Metadata-Version: 2.2
Name: karton_memory_watcher
Version: 1.0.2
Summary: Memory watcher for karton consumers
Author-email: Rakovsky Stanislav <iam@disasm.me>
Project-URL: Homepage, https://github.com/rakovskij-stanislav/karton_memory_watcher
Classifier: Programming Language :: Python :: 3
Classifier: License :: OSI Approved :: MIT License
Classifier: Operating System :: OS Independent
Requires-Python: >=3.7
Description-Content-Type: text/markdown
Requires-Dist: karton-core>=5.0.0
Requires-Dist: psutil>=5.9.0

# karton memory watcher

This is a tool for [karton](https://github.com/CERT-Polska/karton) workers.

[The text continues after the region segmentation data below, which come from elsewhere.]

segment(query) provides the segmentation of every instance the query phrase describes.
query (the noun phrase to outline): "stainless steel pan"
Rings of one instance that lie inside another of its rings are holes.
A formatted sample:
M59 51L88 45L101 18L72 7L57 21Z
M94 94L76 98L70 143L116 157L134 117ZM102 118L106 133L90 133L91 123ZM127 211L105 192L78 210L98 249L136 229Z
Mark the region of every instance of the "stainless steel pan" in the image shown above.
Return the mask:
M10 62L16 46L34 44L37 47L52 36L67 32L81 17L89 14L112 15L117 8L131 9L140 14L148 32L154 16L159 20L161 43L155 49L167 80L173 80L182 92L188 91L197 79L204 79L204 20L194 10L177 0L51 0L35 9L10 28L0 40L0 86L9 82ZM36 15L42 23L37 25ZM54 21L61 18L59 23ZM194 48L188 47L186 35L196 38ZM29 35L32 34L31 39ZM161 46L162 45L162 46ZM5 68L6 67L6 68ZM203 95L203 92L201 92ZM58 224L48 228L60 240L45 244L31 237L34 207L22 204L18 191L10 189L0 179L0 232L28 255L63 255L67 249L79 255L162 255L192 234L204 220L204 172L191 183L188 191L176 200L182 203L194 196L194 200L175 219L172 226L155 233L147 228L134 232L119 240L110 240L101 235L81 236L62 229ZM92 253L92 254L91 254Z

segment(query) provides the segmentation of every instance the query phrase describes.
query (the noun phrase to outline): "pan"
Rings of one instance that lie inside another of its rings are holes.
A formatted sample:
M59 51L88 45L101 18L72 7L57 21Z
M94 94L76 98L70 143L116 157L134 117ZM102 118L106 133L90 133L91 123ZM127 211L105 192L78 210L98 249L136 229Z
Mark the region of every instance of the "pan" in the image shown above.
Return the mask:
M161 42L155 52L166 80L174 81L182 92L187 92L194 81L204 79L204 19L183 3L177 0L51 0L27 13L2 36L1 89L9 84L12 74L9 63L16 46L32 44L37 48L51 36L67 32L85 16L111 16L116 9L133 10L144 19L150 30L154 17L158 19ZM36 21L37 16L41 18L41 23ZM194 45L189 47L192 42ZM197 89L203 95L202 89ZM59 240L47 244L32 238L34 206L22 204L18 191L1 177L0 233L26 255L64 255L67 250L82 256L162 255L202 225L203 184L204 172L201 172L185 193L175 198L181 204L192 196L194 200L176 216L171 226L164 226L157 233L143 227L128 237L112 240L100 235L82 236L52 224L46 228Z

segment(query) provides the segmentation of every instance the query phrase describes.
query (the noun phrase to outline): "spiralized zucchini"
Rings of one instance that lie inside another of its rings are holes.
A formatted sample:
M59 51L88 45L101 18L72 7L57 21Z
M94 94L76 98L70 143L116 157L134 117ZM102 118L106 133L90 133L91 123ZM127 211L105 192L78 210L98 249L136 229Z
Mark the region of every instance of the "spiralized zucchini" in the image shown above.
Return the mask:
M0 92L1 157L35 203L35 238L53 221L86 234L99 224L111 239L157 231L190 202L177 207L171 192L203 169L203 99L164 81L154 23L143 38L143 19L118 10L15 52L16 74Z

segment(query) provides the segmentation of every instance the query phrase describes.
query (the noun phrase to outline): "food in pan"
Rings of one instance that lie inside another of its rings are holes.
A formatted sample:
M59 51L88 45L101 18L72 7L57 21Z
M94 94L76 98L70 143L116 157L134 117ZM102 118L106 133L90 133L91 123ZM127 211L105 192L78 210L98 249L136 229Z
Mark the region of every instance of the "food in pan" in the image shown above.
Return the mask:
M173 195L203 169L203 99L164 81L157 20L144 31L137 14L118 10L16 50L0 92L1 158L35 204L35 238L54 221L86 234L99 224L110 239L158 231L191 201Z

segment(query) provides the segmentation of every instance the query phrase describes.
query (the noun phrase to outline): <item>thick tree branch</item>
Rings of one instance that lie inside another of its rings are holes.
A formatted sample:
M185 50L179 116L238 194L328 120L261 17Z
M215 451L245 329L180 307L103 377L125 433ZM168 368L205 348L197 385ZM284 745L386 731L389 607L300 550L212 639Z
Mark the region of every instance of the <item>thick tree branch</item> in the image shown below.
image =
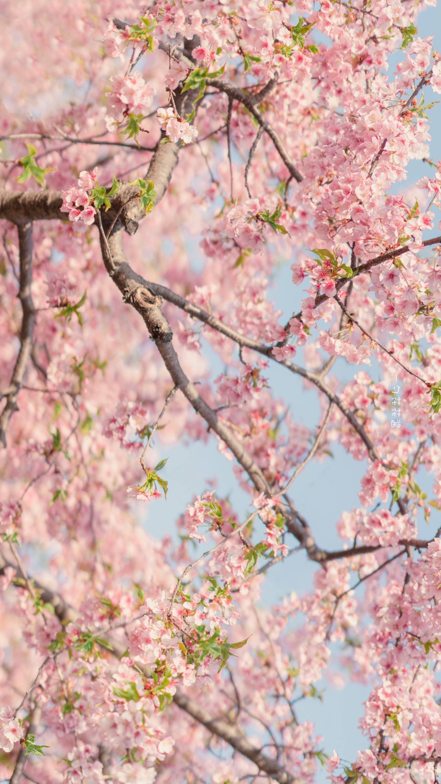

Working for several months in a row, Python processes consumes more and more RAM.
And sometimes calls for GC are not a solution.
This is especially felt when working with libraries that help to parse certain file formats -
at the start, the process takes up 60 megabytes of RAM, and after a couple of months - 400.

This library implements a watcher that monitors the gradual increase in the service's RAM usage and shuts
it upon reaching a set threshold.

### Cases to run karton-memory-watcher is suitable

Every way that can auto-restart your service. For example, I can suggest at least three of them:

1. systemctl service restart policy: `on-failure` / `always`
2. docker service restart policy: `on-failure` / `always` / `unless-stopped`
3. Screen infinite loop: `while true; do your_app; sleep 10; done`

### Installation

You can install it via pip:
```
pip install karton-memory-watcher
```

### How to use it

Simple way:
```python
from karton.core import Consumer
from karton.memory_watcher import implant_watcher, RestartBehavior, RestartRule

class YourConsumer(Consumer):
    pass

if __name__ == "__main__":
    foobar = YourConsumer()
    implant_watcher(
        foobar,
        RestartRule(
            extra_consumed_memory_percent=80,
            # call_before_exit=(close_db_connections, )
            # restart_behavior=RestartBehavior.EXIT_0
        )
    )
    foobar.loop()

```

RestartRule modes:
1. `proceed_tasks`: count of tasks to proceed for restart
2. `elapsed_time`: how many seconds should pass
3. `extra_consumed_memory_percent`: extra memory used in % (100% means twice of memory compared to point before starting first task). It uses megabytes to calculate percents.
4. `extra_consumed_megabytes`: extra memory used in megabytes (e.g. your service at start uses 60MB and you need to kill it if it consumes extra 500+ MB)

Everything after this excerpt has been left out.